Member of Technical Staff
The infrastructure team at OpenAI builds and runs the compute fabric powering OpenAI's results. Other teams build on this infrastructure for running and scaling up deep learning models, either self-serve or in collaboration with the infrastructure team. The infrastructure team runs our Kubernetes clusters, builds tools to improve experiment iteration time, helps design and run experiments across thousands of machines, and performs capacity planning and implementation. The work closely resembles infrastructure in a very large-scale startup.
We look for a track record of the following:
* Experience, designing, implementing, and running production services
* Comfort managing and monitoring large-scale cloud deployments, and writing tools and abstractions for others
* Willingness to debug problems across the stack, such as networking issues, performance problems, or memory leaks
In this role, you will work closely with and directly accelerate researchers, but don't need to become a machine learning expert yourself. We value people who can quickly obtain deep technical understanding of new domains, and enjoy being self-directed and identifying the most important problems to solve. Experience with high-performance computing or machine learning is a bonus.

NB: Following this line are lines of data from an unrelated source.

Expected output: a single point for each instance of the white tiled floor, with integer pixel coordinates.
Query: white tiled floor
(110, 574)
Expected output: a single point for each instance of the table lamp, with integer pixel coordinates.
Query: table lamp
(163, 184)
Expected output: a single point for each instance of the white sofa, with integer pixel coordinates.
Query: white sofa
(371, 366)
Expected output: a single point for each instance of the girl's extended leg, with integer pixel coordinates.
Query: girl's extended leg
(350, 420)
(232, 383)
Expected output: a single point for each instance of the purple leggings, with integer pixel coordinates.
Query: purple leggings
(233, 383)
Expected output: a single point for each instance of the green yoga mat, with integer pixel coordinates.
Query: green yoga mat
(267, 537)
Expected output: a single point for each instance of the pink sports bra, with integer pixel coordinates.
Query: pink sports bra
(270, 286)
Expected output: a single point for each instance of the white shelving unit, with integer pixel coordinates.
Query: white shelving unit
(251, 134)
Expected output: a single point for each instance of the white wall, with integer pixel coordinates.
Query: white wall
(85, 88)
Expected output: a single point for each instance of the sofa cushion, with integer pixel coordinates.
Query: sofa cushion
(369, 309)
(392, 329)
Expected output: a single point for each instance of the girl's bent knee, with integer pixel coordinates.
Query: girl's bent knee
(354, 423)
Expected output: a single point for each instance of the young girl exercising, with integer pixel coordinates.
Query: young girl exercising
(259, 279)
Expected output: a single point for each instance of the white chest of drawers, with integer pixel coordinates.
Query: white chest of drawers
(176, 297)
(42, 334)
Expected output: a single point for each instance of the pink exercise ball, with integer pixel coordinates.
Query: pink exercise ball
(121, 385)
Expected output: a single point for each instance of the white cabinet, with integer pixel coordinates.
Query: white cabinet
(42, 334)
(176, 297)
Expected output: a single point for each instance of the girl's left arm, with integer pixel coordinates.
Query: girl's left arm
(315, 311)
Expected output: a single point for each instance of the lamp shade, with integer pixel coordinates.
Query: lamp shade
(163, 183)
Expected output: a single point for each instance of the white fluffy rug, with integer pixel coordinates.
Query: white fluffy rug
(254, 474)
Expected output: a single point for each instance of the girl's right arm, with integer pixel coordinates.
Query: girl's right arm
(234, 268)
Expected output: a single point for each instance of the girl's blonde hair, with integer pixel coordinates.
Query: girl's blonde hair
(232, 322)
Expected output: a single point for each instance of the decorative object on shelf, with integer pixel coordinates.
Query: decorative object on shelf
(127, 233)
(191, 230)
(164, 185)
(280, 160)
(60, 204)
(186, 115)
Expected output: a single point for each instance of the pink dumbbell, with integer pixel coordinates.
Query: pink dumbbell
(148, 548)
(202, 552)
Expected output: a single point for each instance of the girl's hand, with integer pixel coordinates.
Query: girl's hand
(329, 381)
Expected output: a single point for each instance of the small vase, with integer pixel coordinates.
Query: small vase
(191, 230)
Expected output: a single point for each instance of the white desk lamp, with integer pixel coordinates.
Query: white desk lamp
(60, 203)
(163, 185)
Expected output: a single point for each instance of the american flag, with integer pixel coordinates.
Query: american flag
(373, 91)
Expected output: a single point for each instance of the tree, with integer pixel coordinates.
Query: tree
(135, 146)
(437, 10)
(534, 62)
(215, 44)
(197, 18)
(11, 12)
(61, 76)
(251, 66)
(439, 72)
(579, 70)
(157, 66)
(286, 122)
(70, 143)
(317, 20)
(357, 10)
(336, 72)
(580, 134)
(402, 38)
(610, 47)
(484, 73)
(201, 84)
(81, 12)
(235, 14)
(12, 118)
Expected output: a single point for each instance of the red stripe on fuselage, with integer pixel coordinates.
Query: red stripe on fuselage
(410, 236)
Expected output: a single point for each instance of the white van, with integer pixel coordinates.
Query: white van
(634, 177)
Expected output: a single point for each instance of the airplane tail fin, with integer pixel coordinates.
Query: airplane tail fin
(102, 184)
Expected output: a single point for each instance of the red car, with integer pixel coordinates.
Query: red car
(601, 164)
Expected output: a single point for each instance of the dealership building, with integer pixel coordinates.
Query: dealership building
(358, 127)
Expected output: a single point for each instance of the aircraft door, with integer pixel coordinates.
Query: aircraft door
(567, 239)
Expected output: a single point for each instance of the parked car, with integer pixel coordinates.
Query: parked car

We’re building safe Artificial General Intelligence (AGI), and ensuring it leads to a good outcome for humans. We believe that unreasonably great results are best delivered by a highly creative group working in concert.
We are an equal opportunity employer and value diversity at our company. We do not discriminate on the basis of race, religion, color, national origin, gender, sexual orientation, age, marital status, veteran status, or disability status.